The 2023 Julius Bartels Medal is awarded to Hermann Opgenoorth for his exceptional contributions to substorms and space weather research, and his strong leadership in international collaboration.
Hermann Opgenoorth has been a prominent figure in the solar-planetary communities since the 1970s and continues to be a driving force. As of 2019 he has been Professor Emeritus in the Physics Department at University of Umeå in Sweden. During his long career he has worked in many different capacities, including Head of the Solar Terrestrial Physics research programme at the Swedish Institute for Space Physics in Uppsala, Head of the Solar System Missions Division of the European Space Agency, and Discipline Scientist at the International Space Science Institute. His wide range of research interests have covered areas such as the magnetosphere, ionosphere, and Mars – solar wind.

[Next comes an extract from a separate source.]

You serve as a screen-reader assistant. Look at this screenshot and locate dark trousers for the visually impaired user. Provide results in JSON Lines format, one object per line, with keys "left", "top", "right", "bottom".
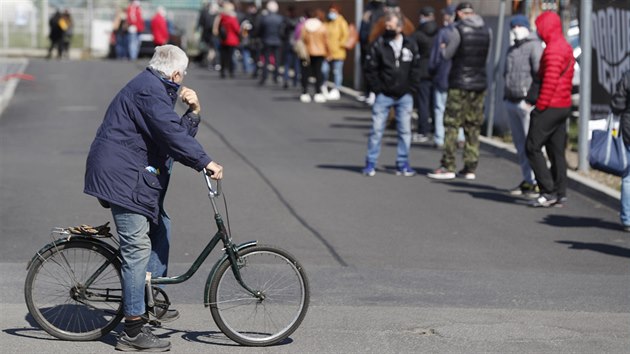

Opgenoorth has been the prime motivator for the expanding ability of many spacecraft missions (e.g., Cluster, SWARM) and ground-based observatories (e.g., EISCAT radar on Svalbard, the MIRACLE network of magnetometers, cameras, and riometers across Scandinavia, and the Svalbard extension of SuperDARN). He is specifically well-known for his advocacy for coordinated measurements between spacecraft and the ground. Many of his scientific accomplishments have been made possible by applying this approach, for example, he performed ground-breaking coordinated measurements between the Viking spacecraft and ground observatories, especially the EISCAT radar system. Examples of other important scientific research results obtained during his career include, among others, shedding light on the connection between ionospheric and magnetospheric phenomena, exploiting ground magnetometers to understand the three phases of auroral substorms, and obtaining a new understanding of the interaction of the ionosphere with crustal magnetic anomalies on Mars. Most recently he has focussed on explaining the sudden, violent changes in Earth’s magnetic field, produced during geomagnetic storms. Opgenoorth’s work has resulted in more than 200 referred publications in science and policy, and he is frequently invited to give presentations at international conferences.
In the spirit of international collaboration Opgenoorth’s efforts in encouraging people to work together across the globe is well-recognised in the solar-terrestrial communities. He was key in establishing the Mars Upper Atmosphere Network, an international scientific group of scientists dedicated to multi-instrument investigation of the Mars-solar wind interaction. Specifically, his participation in the foundation, original formulation and realisation of the International Living With a Star programme stands out as a beacon of light. This programme has been crucial for the scientific community to better understand the ultimate driver of space weather, the Sun, and how it and the space environment affects life and society. Indeed, space weather affects the whole Earth and Opgenoorth has been instrumental in uniting the world to work together on this inter-disciplinary subject.
The combination of Opgenoorth’s unique scientific research accomplishments during his exceptional career and his keenness for fostering international collaborations around space research makes him a very worthy recipient of the 2023 Julius Bartels Medal.